The Endeavour Six – led by Marine Colonel George Zamka – charged uphill and put the international space station in their sites. The space station now looks like – well – a space station – prompting veteran astronaut Steve Robinson to was eloquent in an inflight interview with some local TV stations.
“To look up and see what humankind could really accomplish in space was just almost impossible to believe, It seemed like science fiction,” he said. “Now here we are with human beings that are living on board. That truly is the amazing legacy of the space shuttle program.”

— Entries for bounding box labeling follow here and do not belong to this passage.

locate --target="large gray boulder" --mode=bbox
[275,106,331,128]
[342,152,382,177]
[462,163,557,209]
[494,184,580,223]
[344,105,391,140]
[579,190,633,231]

As Endeavour homed in on ISS – the stationkeepers put the orbiter in their sites – taking a series of 400 and 800 millimeter telephoto hi resolution shots of the thermal protection system. The pictures revealed a protruding ceramic fastener near the cockpit windows. The team is trying to determine what damage risk there is should it come loose during reentry – and there is a tile on the upper surface of the crew module of the orbiter that had been repaired – and that repair has apparently failed. We are told worry meter for these is on the low setting. The main goal of the mission: to deliver the last big connecting piece – or Node. This one is called Tranquility – and has a seven window cupola that will offer the crew a stunningly clear view of the earth as it whizzes beneath them.